Deluxe Chopped Liver
Dear Deluxe: To scare away vampires, it takes garlic and crosses, which make ugly bulges in sleek, satin evening bags. Luckily, all you have to do to scare away men is pull out a business card that says ''senior vice president.''
''Power is the ultimate aphrodisiac,'' said Henry Kissinger. Sure it is unless you're a woman. Research by Stephanie L. Brown and Brian P. Lewis, published in Evolution and Human Behavior (Nov. '04), seems to confirm what many lonely women at the top already know: When guys go for the woman in the boardroom, it isn't the woman running the meeting but the secretary who wheeled in the coffee and croissants before it started.
Sure, plenty of men will scamper up the corporate ladder for a one-night stand. But, according to Brown and Lewis' study, men looking for dates or relationships tend to prefer their subordinates to their colleagues or bosses. The researchers hypothesize that men evolved to want women they can control as a means of guarding against ''parental uncertainty'' unwittingly raising kids fathered by the Neanderthal next door as their own. Brown and Lewis think this may also explain why men are suckers for ''behavioral expressions of vulnerability'' women who act like they might not be able to make it across the street
(Excerpt) Read more at mcall.com ...
It would seem obvious to me that people would discuss precisely this before they got married. How can you discuss something rationally unless you have considered it?
You are not the only one, mate. Some things it only takes the accusation to be made to ruin your name. Been there, had it done to Me, refuse to buy the t-shirt. Oddly enough, for the sex that is understood to be able to say 'no' they are strangely unable to accept when they are on the receiving end of it, no matter now innocuously put.
It goes like this:
The randy old millionaire approaches the ravishing beauty and asks "would you sleep with me for one million dollars?"
After a minute to consider the proposition, she answers "Sure."
He then asks her "would you sleep with me for fifty dollars?"
She angrily replies "What kind of girl do you think I am?"
"We've already established that my dear. Now we're haggling price."
Well you can do a lot more with a million bucks rather than fifty.
I think that is the crux of it, really. I just do not know how to put it to her in the right way that I am simply not interested even if she thinks she is ready for more. It is not all about her, and the fact that she abruptly decided that 'freedom' was more important to her not that long ago tells Me all I need to know about her character in full and that she will in all probability not be willing to stick it out for the long run. Why would I wish to pursue a path with an unreachable destination?

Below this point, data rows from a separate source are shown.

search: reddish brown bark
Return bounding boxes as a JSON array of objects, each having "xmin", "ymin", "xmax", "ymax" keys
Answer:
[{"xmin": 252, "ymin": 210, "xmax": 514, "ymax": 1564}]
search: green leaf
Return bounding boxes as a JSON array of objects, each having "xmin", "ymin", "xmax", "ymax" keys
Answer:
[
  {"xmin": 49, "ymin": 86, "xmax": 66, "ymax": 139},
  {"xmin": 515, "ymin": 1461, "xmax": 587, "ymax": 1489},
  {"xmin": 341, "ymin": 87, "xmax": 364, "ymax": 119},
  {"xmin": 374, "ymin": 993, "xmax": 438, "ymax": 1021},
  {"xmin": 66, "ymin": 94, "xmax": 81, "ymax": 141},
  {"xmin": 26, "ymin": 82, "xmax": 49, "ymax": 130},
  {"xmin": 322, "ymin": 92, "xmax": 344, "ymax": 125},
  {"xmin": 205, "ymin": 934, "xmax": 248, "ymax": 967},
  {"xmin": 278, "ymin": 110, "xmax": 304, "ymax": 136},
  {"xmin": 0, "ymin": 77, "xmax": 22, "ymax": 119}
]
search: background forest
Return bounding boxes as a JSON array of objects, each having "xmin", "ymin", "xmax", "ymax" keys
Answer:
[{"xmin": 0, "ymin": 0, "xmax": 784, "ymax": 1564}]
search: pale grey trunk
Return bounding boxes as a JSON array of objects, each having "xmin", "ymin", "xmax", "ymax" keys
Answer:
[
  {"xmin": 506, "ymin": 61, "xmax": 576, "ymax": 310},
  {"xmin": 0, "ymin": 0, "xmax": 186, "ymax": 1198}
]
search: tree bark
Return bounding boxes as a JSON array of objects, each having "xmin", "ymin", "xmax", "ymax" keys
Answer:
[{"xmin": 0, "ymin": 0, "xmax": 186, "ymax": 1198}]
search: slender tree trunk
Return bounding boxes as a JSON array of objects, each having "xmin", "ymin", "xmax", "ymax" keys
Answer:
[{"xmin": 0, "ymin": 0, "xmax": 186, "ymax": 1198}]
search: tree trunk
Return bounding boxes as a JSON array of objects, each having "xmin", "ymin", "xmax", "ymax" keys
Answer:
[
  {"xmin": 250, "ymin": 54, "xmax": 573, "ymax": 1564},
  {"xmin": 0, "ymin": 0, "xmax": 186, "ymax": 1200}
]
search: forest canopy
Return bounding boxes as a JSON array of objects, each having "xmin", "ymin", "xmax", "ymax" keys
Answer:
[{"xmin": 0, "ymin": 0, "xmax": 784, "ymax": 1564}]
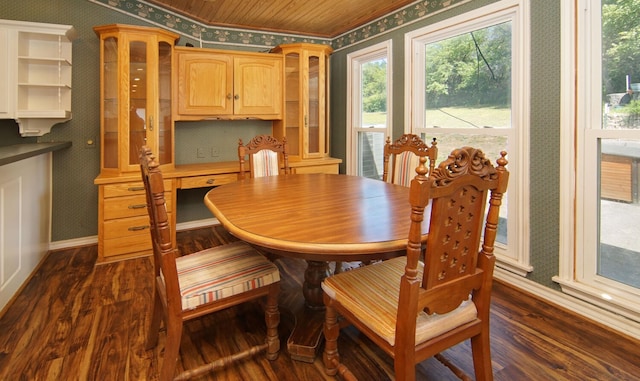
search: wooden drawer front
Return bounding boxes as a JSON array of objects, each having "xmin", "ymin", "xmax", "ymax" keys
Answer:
[
  {"xmin": 291, "ymin": 164, "xmax": 340, "ymax": 174},
  {"xmin": 104, "ymin": 193, "xmax": 173, "ymax": 221},
  {"xmin": 102, "ymin": 230, "xmax": 151, "ymax": 258},
  {"xmin": 180, "ymin": 173, "xmax": 238, "ymax": 189},
  {"xmin": 104, "ymin": 180, "xmax": 172, "ymax": 198},
  {"xmin": 104, "ymin": 215, "xmax": 151, "ymax": 239}
]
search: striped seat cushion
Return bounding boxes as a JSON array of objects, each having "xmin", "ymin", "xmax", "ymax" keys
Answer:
[
  {"xmin": 251, "ymin": 149, "xmax": 280, "ymax": 177},
  {"xmin": 176, "ymin": 241, "xmax": 280, "ymax": 310},
  {"xmin": 387, "ymin": 151, "xmax": 420, "ymax": 187},
  {"xmin": 322, "ymin": 257, "xmax": 477, "ymax": 345}
]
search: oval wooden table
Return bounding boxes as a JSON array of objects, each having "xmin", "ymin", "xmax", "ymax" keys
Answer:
[{"xmin": 204, "ymin": 174, "xmax": 428, "ymax": 362}]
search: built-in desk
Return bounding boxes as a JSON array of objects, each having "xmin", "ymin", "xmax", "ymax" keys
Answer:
[
  {"xmin": 94, "ymin": 158, "xmax": 342, "ymax": 263},
  {"xmin": 0, "ymin": 142, "xmax": 71, "ymax": 310}
]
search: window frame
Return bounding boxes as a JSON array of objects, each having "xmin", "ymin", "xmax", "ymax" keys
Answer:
[
  {"xmin": 553, "ymin": 0, "xmax": 640, "ymax": 322},
  {"xmin": 346, "ymin": 40, "xmax": 393, "ymax": 176},
  {"xmin": 405, "ymin": 0, "xmax": 533, "ymax": 277}
]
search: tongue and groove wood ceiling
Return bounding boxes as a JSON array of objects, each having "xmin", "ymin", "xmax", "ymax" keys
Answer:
[{"xmin": 147, "ymin": 0, "xmax": 415, "ymax": 38}]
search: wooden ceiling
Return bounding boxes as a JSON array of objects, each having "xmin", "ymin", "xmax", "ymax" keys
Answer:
[{"xmin": 147, "ymin": 0, "xmax": 415, "ymax": 38}]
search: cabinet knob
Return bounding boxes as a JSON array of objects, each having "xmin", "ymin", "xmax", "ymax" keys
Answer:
[{"xmin": 127, "ymin": 225, "xmax": 150, "ymax": 232}]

The demands of a fast track corporate career are frequently quite high. There isn't anytime left in the day to be a parent or a spouse...
I hear you mate. She is very persistant however, and I just do not want to be labled a 'Heartless SOB' by anyone -been on the receiving end of that from certain individuals in the past and it is not as if I dislike her. I just am not willing to be with her.

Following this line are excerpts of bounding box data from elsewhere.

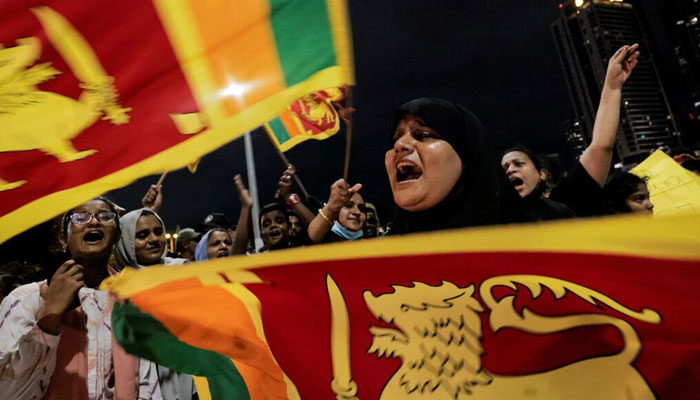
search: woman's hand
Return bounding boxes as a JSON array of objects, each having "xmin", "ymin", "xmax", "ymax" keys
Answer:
[
  {"xmin": 141, "ymin": 185, "xmax": 163, "ymax": 212},
  {"xmin": 605, "ymin": 43, "xmax": 639, "ymax": 89},
  {"xmin": 326, "ymin": 178, "xmax": 362, "ymax": 215},
  {"xmin": 37, "ymin": 260, "xmax": 85, "ymax": 335},
  {"xmin": 277, "ymin": 164, "xmax": 296, "ymax": 200},
  {"xmin": 233, "ymin": 174, "xmax": 253, "ymax": 208}
]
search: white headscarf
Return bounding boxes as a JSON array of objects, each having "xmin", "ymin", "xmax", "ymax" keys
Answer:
[{"xmin": 114, "ymin": 208, "xmax": 187, "ymax": 271}]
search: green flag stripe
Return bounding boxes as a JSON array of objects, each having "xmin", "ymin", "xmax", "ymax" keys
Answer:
[
  {"xmin": 269, "ymin": 0, "xmax": 337, "ymax": 86},
  {"xmin": 267, "ymin": 117, "xmax": 290, "ymax": 146},
  {"xmin": 112, "ymin": 301, "xmax": 250, "ymax": 400}
]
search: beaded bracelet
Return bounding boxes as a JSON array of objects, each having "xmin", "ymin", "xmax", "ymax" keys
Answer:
[{"xmin": 318, "ymin": 208, "xmax": 334, "ymax": 225}]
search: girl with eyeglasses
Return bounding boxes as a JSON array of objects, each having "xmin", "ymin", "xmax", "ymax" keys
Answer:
[{"xmin": 0, "ymin": 197, "xmax": 159, "ymax": 400}]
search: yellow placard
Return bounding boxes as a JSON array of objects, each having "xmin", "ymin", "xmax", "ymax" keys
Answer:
[{"xmin": 630, "ymin": 150, "xmax": 700, "ymax": 217}]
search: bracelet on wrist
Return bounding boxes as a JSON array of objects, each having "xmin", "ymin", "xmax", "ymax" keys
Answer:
[
  {"xmin": 287, "ymin": 193, "xmax": 301, "ymax": 207},
  {"xmin": 318, "ymin": 208, "xmax": 333, "ymax": 225}
]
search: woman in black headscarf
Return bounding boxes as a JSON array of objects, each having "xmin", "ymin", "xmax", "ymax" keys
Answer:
[{"xmin": 384, "ymin": 98, "xmax": 517, "ymax": 234}]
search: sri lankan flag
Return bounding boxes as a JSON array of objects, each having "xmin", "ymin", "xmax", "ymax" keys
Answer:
[
  {"xmin": 105, "ymin": 215, "xmax": 700, "ymax": 400},
  {"xmin": 0, "ymin": 0, "xmax": 353, "ymax": 242},
  {"xmin": 265, "ymin": 88, "xmax": 347, "ymax": 151}
]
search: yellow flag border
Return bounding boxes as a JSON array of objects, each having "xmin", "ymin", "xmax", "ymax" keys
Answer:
[{"xmin": 0, "ymin": 66, "xmax": 347, "ymax": 243}]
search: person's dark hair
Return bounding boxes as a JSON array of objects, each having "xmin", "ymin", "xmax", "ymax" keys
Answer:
[
  {"xmin": 501, "ymin": 145, "xmax": 554, "ymax": 197},
  {"xmin": 207, "ymin": 228, "xmax": 233, "ymax": 246},
  {"xmin": 258, "ymin": 203, "xmax": 289, "ymax": 224},
  {"xmin": 387, "ymin": 97, "xmax": 517, "ymax": 234},
  {"xmin": 604, "ymin": 172, "xmax": 648, "ymax": 214},
  {"xmin": 285, "ymin": 208, "xmax": 301, "ymax": 220},
  {"xmin": 61, "ymin": 196, "xmax": 121, "ymax": 235}
]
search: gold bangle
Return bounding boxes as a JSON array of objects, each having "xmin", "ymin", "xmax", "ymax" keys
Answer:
[{"xmin": 318, "ymin": 208, "xmax": 334, "ymax": 225}]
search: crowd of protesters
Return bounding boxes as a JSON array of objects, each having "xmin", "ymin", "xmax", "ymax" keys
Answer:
[{"xmin": 0, "ymin": 45, "xmax": 700, "ymax": 399}]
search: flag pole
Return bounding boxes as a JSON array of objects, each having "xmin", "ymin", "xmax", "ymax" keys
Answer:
[
  {"xmin": 343, "ymin": 86, "xmax": 352, "ymax": 182},
  {"xmin": 265, "ymin": 129, "xmax": 309, "ymax": 199},
  {"xmin": 156, "ymin": 171, "xmax": 168, "ymax": 186},
  {"xmin": 243, "ymin": 131, "xmax": 263, "ymax": 251}
]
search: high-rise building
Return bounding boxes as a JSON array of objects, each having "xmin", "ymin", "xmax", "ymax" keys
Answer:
[
  {"xmin": 552, "ymin": 0, "xmax": 680, "ymax": 164},
  {"xmin": 660, "ymin": 0, "xmax": 700, "ymax": 141}
]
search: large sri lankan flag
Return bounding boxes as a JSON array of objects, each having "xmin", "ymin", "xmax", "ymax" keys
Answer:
[
  {"xmin": 0, "ymin": 0, "xmax": 353, "ymax": 242},
  {"xmin": 105, "ymin": 216, "xmax": 700, "ymax": 400}
]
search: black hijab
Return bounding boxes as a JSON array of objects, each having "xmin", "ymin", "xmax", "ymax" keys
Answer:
[{"xmin": 388, "ymin": 97, "xmax": 517, "ymax": 234}]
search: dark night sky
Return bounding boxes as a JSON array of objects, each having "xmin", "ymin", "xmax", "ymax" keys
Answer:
[
  {"xmin": 0, "ymin": 0, "xmax": 683, "ymax": 262},
  {"xmin": 104, "ymin": 0, "xmax": 571, "ymax": 230}
]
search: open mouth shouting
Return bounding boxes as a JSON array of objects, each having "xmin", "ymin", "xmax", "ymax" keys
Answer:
[
  {"xmin": 83, "ymin": 230, "xmax": 105, "ymax": 245},
  {"xmin": 146, "ymin": 243, "xmax": 163, "ymax": 255},
  {"xmin": 216, "ymin": 249, "xmax": 229, "ymax": 258},
  {"xmin": 396, "ymin": 160, "xmax": 423, "ymax": 183}
]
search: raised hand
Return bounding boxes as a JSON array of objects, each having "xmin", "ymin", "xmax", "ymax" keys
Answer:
[
  {"xmin": 605, "ymin": 43, "xmax": 639, "ymax": 89},
  {"xmin": 141, "ymin": 185, "xmax": 163, "ymax": 212},
  {"xmin": 233, "ymin": 174, "xmax": 253, "ymax": 208},
  {"xmin": 327, "ymin": 178, "xmax": 362, "ymax": 213},
  {"xmin": 276, "ymin": 164, "xmax": 296, "ymax": 200}
]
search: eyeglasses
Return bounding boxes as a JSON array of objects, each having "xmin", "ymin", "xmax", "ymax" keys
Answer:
[{"xmin": 69, "ymin": 211, "xmax": 117, "ymax": 225}]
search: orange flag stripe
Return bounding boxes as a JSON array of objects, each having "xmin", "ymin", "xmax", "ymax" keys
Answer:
[
  {"xmin": 130, "ymin": 279, "xmax": 295, "ymax": 400},
  {"xmin": 190, "ymin": 0, "xmax": 286, "ymax": 116}
]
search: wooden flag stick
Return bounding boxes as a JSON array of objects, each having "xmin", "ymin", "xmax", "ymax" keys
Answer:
[
  {"xmin": 156, "ymin": 171, "xmax": 168, "ymax": 185},
  {"xmin": 343, "ymin": 86, "xmax": 352, "ymax": 182},
  {"xmin": 265, "ymin": 129, "xmax": 309, "ymax": 200}
]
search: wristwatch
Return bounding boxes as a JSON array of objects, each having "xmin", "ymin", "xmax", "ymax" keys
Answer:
[{"xmin": 287, "ymin": 193, "xmax": 301, "ymax": 207}]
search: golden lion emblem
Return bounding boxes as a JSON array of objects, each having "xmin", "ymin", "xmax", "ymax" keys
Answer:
[
  {"xmin": 0, "ymin": 7, "xmax": 131, "ymax": 191},
  {"xmin": 329, "ymin": 275, "xmax": 661, "ymax": 400}
]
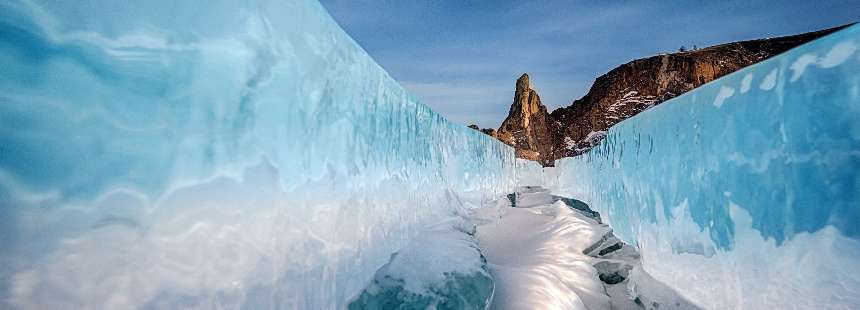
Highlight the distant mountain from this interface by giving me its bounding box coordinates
[470,25,850,166]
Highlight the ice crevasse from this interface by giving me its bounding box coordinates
[0,0,517,309]
[546,25,860,309]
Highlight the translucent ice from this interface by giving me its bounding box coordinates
[0,0,516,309]
[547,26,860,309]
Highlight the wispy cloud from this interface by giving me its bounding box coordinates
[322,0,860,127]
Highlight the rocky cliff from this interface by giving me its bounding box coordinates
[482,25,849,165]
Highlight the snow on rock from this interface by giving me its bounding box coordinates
[546,25,860,309]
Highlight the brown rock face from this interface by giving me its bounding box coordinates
[496,74,553,165]
[488,25,850,166]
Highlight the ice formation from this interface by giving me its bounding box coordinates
[0,0,517,309]
[348,216,495,310]
[546,26,860,309]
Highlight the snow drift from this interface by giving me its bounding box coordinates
[0,0,516,309]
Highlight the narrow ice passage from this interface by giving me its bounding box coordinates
[474,186,695,310]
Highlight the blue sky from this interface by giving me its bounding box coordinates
[322,0,860,128]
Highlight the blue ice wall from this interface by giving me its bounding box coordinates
[0,0,516,309]
[553,26,860,309]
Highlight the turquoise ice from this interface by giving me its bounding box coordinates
[554,26,860,309]
[0,0,516,309]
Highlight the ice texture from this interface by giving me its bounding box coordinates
[546,26,860,309]
[348,217,495,310]
[0,0,517,309]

I won't fault you, but I don't see anything to praise either. What you're saying is that if a man whose mind you otherwise love suddenly loses his job, he's not such an appealing person anymore.

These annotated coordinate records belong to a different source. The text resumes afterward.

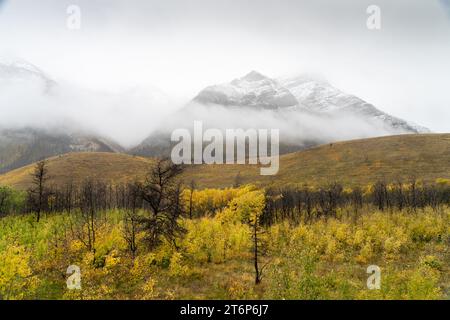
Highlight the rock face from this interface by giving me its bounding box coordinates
[0,60,124,173]
[279,76,430,133]
[194,71,298,109]
[131,71,429,156]
[0,60,56,92]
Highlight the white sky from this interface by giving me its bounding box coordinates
[0,0,450,132]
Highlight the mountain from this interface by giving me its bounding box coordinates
[131,71,429,156]
[0,59,124,173]
[0,128,124,173]
[0,59,56,92]
[279,75,430,133]
[0,134,450,189]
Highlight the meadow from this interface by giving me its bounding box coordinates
[0,185,450,299]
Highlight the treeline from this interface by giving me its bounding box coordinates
[0,160,450,225]
[263,179,450,224]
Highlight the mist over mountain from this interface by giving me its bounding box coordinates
[0,60,428,171]
[132,71,429,156]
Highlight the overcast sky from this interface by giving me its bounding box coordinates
[0,0,450,132]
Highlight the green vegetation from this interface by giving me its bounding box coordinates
[0,186,450,299]
[0,134,450,299]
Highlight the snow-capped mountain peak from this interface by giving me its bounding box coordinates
[0,58,56,90]
[194,71,298,109]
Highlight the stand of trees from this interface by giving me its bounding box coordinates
[261,179,450,225]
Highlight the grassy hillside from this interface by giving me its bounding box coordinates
[0,152,151,189]
[0,134,450,189]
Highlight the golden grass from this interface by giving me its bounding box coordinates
[0,134,450,189]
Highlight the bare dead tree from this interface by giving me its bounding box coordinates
[123,183,142,259]
[28,160,49,222]
[139,159,185,248]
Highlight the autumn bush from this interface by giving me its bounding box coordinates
[0,186,450,299]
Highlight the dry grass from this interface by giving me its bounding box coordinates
[0,134,450,189]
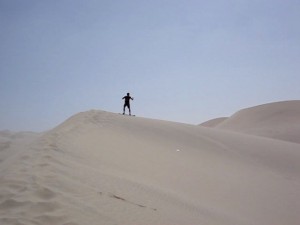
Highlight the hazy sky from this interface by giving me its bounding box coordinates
[0,0,300,131]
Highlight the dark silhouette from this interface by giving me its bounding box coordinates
[122,93,133,116]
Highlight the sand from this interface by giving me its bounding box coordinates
[0,102,300,225]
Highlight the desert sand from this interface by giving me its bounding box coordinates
[0,101,300,225]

You have your reasons, but they don't really involve the man's feelings, and I think that's what bothered Utilizer.
No, you are in denial, and justifying it by asserting the limiting factor is not the *only* factor.
Welfare clients don't consider how many babies they can financially pop out.
You all misunderstand.
I guess you missed the part where I said "marriage."
I see you totally bypassed My previous comments on that matter, specifically My fiance. I am not attempting to deliberately offend you; I just find your position debasing in the extreme even considering what you apparently consider to be mitigating factors. I still believe that if you truly care for someone everything else will work out, but if you truly are one that is fixated even in part on his pocketbook, then the opinions of us males towards such positions are totally understandable. Not that I expect you to agree or even accept My discussion thereof, let alone completely comprehend it.
I think you totally misunderstood. Clearly money is a factor in marriage, and a woman should consider what her potential spouse makes.
to deny that is foolish. the person to whom you were replying implied nothing more than this. And I agree that that is a factor to be considered. In fact a woman who completely ignores the income-making potential of her potential spouse is foolish, unless she is independently wealthy.
I don't know crap about me Jack. Who are you to judge me and my marriage.
Wow what a bummer of a tale, so sorry
oops I=you
I understand, but it is what is.
"You all misunderstand."
see my post 1034--I think I do understand your point. If not, please correct it so that we all do understand.